Hugh was several years older than me. He was an alcoholic. But I didn’t understand, then, the toxic ramifications of his addiction. My parents never even drank wine nor beer. I was young and in love. Hugh was bright, intellectual, and I looked up to him. I had hoped we were going to a party, and then on to Times Square to see the ball drop at midnight. My visions of possibly marrying Hugh someday were crushed.
Two years later, Hugh came back into my life wanting to be involved again. This time, I had an opportunity to make a choice. I was home, at my parents’ house, when I got his call. Something about being home helped me see clearly what was best for me. Being married to an active alcoholic was not in my future. “No,” I told him. “I’m not interested in seeing you again.” Now, years later, I recognize the power of having agency in the outcome.
As I reflect on the group breakup, I begin to recognize the secret, unseen dynamics that fueled it, just as I have come to realize how my naiveté about Hugh’s drinking problem fueled the other.
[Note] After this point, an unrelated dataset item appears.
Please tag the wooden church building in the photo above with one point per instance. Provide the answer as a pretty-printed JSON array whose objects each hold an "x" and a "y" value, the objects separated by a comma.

Early in my life, I easily could get entangled in other people’s emotional dramas and sticky, unsavory situations. The irony is, this was supposed to be a “loving” group, based on the teachings of Lynne McTaggart, author of “The Power of Eight.” Our group was formed to practice Lynne’s principle of positive intentions and manifesting healing in each other’s lives. Unfortunately, it seems to have aroused toxic family dynamics – ganging up, bad-mouthing others and unexpressed conflict. Now, I realize there were dyads and triads going on within the group that I had not been part of.
Not all gifts look like gifts at the time. And yet, Hugh’s letter was a gift for my new year, delivered when I least expected or desired it. His letter freed me from becoming embroiled in a relationship with someone with a toxic addiction. What I recognized about my attraction to Hugh’s philosophical and intellectual nature was that I enjoyed using my mind and thinking deeply. I discovered my own passion for philosophy. I was inspired to go back to college and develop my own intellect. I awakened to my own true nature.
After this group breakup, I have quickly recovered from the surprise, and come to feel a sense of relief. I realize how much energy and time the organization and maintenance of this dysfunctional group demanded. Now, I have my Tuesday nights free, and I am participating in another Power of Eight group that is successful and flowing peacefully into my life. Once again, the universe has given me a breakup–and a gift–for the New Year.